The soul of the project—the data—is its most valuable asset. Not just any data, but data that is:
- Clean and well-structured
- Easily queryable
- Free of redundancies
We’ve set a high benchmark for "high-quality, easily queryable data," making it exceedingly straightforward for end-users to locate and utilize the crucial information they require.
In addition to being spotlessly clean and easily accessible, the data is managed through an ETL process that is highly efficient and completes promptly. Set to run on the 1st of each month—coinciding with the release of the newest data—this state-of-the-art ETL process concludes its extensive tasks within a matter of days, embodying the term "fast and efficient ETL processes.

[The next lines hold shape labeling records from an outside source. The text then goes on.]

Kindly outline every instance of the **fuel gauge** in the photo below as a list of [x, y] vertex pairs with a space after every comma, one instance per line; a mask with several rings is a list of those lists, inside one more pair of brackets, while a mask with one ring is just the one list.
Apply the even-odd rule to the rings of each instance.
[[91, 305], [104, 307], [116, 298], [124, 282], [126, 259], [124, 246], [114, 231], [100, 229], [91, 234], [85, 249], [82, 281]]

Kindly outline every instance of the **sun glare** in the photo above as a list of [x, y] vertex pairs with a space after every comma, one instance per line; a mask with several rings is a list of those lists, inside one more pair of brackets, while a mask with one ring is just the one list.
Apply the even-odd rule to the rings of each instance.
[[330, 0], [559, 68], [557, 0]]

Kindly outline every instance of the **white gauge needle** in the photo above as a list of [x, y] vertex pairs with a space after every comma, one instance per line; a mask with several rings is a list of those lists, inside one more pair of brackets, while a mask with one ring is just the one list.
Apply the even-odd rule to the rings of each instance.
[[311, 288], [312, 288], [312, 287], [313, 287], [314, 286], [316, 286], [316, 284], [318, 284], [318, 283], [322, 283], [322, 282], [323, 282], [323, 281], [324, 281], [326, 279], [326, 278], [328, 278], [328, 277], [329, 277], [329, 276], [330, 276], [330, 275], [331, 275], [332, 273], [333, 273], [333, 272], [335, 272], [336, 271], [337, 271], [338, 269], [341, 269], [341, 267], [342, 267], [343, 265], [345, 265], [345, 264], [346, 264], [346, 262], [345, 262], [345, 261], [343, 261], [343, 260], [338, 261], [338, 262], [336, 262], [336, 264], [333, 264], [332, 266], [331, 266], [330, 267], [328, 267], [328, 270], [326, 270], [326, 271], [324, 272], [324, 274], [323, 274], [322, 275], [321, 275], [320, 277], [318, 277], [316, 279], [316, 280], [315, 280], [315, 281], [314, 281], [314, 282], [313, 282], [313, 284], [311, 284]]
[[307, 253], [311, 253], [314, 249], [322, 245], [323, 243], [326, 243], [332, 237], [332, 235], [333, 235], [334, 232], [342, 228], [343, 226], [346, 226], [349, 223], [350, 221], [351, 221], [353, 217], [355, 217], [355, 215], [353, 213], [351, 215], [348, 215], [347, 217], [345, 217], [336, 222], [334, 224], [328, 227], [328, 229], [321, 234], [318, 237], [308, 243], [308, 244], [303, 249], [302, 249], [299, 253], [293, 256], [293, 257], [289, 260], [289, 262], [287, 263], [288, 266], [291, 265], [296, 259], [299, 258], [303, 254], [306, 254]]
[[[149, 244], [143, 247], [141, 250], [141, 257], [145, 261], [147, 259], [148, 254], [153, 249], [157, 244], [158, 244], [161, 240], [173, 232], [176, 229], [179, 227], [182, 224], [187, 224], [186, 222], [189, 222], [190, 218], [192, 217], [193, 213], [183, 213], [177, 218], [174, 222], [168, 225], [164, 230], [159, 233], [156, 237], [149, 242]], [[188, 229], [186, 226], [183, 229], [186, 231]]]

The upshot of our work is an end-to-end big data pipeline tailored specifically to empower our Client's data-driven decision-making. By ensuring the effective management and transformation of extensive data quantities, we provide an unmatched solution that elevates data accessibility and real-time business analytics. This enables both end-users and business leaders to promptly access pivotal information, thereby catalyzing smarter, more informed business decisions.
As of now, Datopian's engagement in this project has reached its initial conclusion. However, given that the project is still in its early stages, the potential for further innovation and refinement remains vast. Our Client now possesses the tools for immediate analysis and future scaling, leaving the door wide open for unlimited possibilities in next-gen big data solutions.